Captura de Tela 2022-07-25 às 12.20.11.png

(a) Apagamento da coluna liquórica e tonsila cerebelar pontuda (seta) são sinais claros de compressão. Observa-se siringomielia (setas duplas). (b) Em outro paciente, apesar de a tonsila não ter a morfologia pontuda e seu deslocamento ser discreto (6 mm), ainda é possível o aparecimento de siringomielia (seta).

Tratamento

A indicação do tratamento cirúrgico na má-formação de Chiari é baseada nos achados clínicos, não nos achados radiológicos. O tratamento depende dos sintomas e da gravidade do caso. A cirurgia tem o objetivo de aumentar o espaço da fossa posterior e aliviar a pressão exercida sobre o cerebelo. Para isso, o neurocirurgião remove uma parte do osso do crânio e de uma ou mais vértebras cervicais.

Um estudo descobriu que 0,9% dos adultos normais submetidos a exames de ressonância magnética do crânio tinham hérnia tonsilar estendendo-se mais de 5 mm abaixo do forame magno. Portanto, como já foi mencionado, o simples achado de deslocamento das tonsilas não significa que a pessoa necessariamente precise da cirurgia.

A parte em azul nessa figura representa a região do crânio e da coluna cervical removidas na cirurgia

osso retirado na cirurgia de chiari

A presença de sintomas nem sempre se correlaciona com a percepção da necessidade de tratamento cirúrgico. Ocasionalmente, pacientes e cirurgiões podem optar por acompanhamento sem cirurgia até mesmo nos casos sintomáticos, caso os sintomas sejam leves. Em uma série de 147 pacientes acompanhados após uma decisão inicial de tratamento não cirúrgico, apenas 14 pacientes, ou seja, 9%, foram submetidos à cirurgia em algum momento durante um intervalo de acompanhamento de seis anos.

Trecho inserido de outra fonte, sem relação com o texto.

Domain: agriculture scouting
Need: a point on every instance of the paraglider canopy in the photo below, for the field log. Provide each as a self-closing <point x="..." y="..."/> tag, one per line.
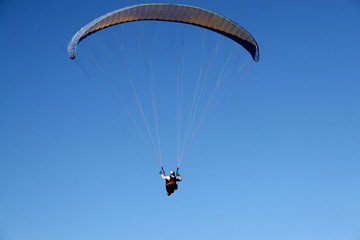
<point x="173" y="13"/>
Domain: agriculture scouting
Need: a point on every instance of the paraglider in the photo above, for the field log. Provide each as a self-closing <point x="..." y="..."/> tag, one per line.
<point x="203" y="86"/>
<point x="170" y="181"/>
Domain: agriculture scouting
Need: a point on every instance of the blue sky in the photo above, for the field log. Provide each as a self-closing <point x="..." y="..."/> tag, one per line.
<point x="280" y="160"/>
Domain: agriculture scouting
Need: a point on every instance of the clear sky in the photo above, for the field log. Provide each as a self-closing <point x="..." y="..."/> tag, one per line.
<point x="280" y="160"/>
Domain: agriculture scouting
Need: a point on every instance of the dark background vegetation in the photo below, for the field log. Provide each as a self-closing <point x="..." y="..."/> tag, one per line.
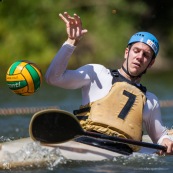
<point x="32" y="30"/>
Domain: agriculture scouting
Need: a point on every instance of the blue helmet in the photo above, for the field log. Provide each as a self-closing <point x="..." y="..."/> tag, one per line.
<point x="147" y="38"/>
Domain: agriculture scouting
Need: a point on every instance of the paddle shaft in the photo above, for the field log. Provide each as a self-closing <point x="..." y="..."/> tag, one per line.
<point x="126" y="141"/>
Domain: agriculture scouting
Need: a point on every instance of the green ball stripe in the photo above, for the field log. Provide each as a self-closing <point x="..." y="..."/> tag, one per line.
<point x="35" y="76"/>
<point x="17" y="85"/>
<point x="13" y="67"/>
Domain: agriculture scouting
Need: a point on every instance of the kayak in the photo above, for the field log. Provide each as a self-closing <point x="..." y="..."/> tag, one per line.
<point x="28" y="153"/>
<point x="57" y="137"/>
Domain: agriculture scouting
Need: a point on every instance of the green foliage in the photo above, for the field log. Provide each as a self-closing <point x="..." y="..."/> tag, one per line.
<point x="32" y="30"/>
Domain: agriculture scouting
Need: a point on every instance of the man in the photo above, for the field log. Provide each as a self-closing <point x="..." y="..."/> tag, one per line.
<point x="114" y="102"/>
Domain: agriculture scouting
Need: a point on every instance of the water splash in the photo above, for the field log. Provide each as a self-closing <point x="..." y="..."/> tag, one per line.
<point x="141" y="161"/>
<point x="33" y="154"/>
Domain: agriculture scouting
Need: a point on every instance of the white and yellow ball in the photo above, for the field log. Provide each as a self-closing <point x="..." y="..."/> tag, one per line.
<point x="24" y="78"/>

Geralmente, é considerada indicação de cirurgia quando o paciente com Má-Formação de Chiari I apresenta siringomielia, pois isso indica haver compressão significativa das vias de circulação do liquor na região do forame magno (transição crânio-cervical). Nos pacientes com Chiari I sem siringomielia, a cirurgia é indicada quando há sinais de distúrbio cerebelar, compressão do tronco encefálico ou nistagmo (movimentos anormais dos olhos).

 

Quando o paciente apresenta cefaleia suboccipital (nuca) desencadeada pelo esforço, a cirurgia pode ser indicada, pois esse sintoma costuma ser aliviado pela descompressão da fossa posterior.

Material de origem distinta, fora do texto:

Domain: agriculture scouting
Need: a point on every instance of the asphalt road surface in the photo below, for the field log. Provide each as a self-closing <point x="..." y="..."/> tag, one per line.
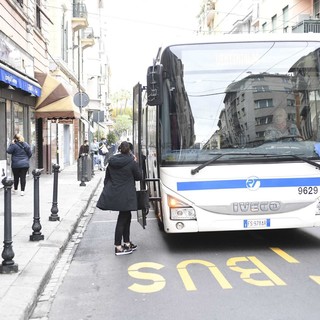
<point x="266" y="275"/>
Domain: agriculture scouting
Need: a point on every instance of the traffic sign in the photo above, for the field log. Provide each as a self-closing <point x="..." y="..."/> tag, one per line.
<point x="81" y="99"/>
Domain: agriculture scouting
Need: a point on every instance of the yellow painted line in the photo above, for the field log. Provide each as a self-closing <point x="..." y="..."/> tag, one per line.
<point x="316" y="279"/>
<point x="267" y="271"/>
<point x="284" y="255"/>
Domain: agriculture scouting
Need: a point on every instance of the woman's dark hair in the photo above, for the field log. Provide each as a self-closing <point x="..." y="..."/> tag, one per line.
<point x="124" y="147"/>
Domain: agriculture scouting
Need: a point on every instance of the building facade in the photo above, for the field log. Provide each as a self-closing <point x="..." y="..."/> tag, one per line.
<point x="45" y="75"/>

Para a indicação da cirurgia, o neurocirurgião também pode considerar alguns achados radiológicos que podem indicar que as tonsilas estão realmente causando impacto na junção crânio cervical:

 

  • Tonsilas em forma de pino, ao invés de arredondadas

  • Estreitamento das vias liquóricas no forame magno

  • Deslocamento das tonsilas por mais de 12 mm

Pacientes que apresentam sinais e sintomas de mielopatia como alteração da força e da sensibilidade nos membros, devem ser operados. O tratamento cirúrgico tem o objetivo de evitar o aumento da lesão e a piora dos sintomas. Os pacientes podem até melhorar após a cirurgia, mas é mais comum ficarem com sequelas. 

Por isso, quando há indicação de cirurgia, esta não deve ser postergada, pois a demora no tratamento pode acarretar piora dos déficits ou perdas irreversíveis das funções neurológicas.

 

Sintomas cerebelares de desequilíbrio também costumam melhorar, mas nem sempre são totalmente eliminados.